I’m also kind of surprised Martin would even apply for this job, or be happy if he got it, as it’s not a research position at all.   More about that coming below.

So, according to some of the depositions and things I’ve read, Martin didn’t get the job offer for several possible reasons, one of which is related to his religious beliefs but perhaps only indirectly.   Here were the two main reasons:

1. Martin is a high-powered astronomer who might neglect his observatory director duties in favor of doing research.   Maybe he would do a minimally acceptable job as observatory director, but why not hire someone with a background better matched to the job who will do it with enthusiasm?

2. Martin has a track record of writing and speaking about the relationships between religion and science.   No problem there, per se, except that his track record is pretty weak concerning evolution in particular, and his positions may be construed as supporting some form of creationism.   Given that this is a public outreach job, in a city near a Creation Museum, perhaps it is not wise to hire someone who will be seen as less than bulletproof as a scientist and send the wrong message about the University, and who may in fact speak about evolution during the course of his job activities?

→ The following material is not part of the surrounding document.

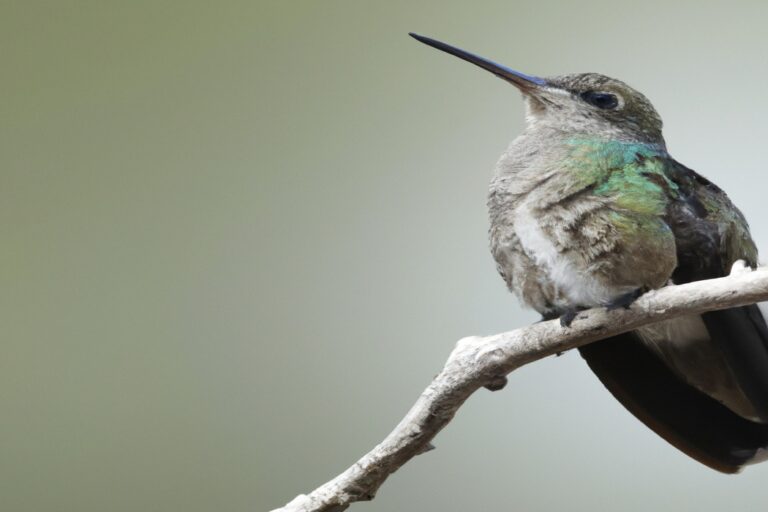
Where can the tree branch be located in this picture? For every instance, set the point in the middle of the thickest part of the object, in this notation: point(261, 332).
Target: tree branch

There is more to support the concerns in point 2.   Martin apparently gave a talk at Kentucky in 1997 about religion and science.   Apparently the talk was primarily good science, but did include more doubts about evolution than an astronomer should articulate, and in the follow-up Q&A there was a testy exchange.   Apparently Martin said things that gave a number of people the impression he was some version of a creationist.   His writings online (see last post) do seem to indicate that in the realm of evolution he wants to bend science to include supernatural elements, a form of intelligent design.   Intelligent design was a movement, well, designed, to disguise creationism enough to get it into schools.   Very few supporters of intelligent design, maybe none, are not religious and using the arguments to support their religious beliefs.   In any case, intelligent design is not a scientific theory, there is essentially no serious research involving intelligent design, it isn’t scientific, and it does undermine science (in my opinion).

I have to say I’d hire Martin in an instant as a research astronomer, and probably wouldn’t in a job to communicate science to the public, school kids, etc., because I wouldn’t trust him to be fair about what’s good science and what isn’t.   That, to me, is the issue, not his religion.

And that seems to be the issue among the astronomers hiring at Kentucky, too, except not everyone there sees that distinction.   Some believe, or were concerned, that not hiring him based on point 2 was religious discrimination, and left a paper trail (email anyway) to that effect.   Some just didn’t want to hire a high-powered researcher for the position.

We’ll see what the jury thinks.   I have a hard time believing that they’ll be likely to have a jury with enough science literacy to follow the case well.   I’m also having a hard time imagining Martin, and several of my friends at Kentucky, all going to court to testify over this stuff.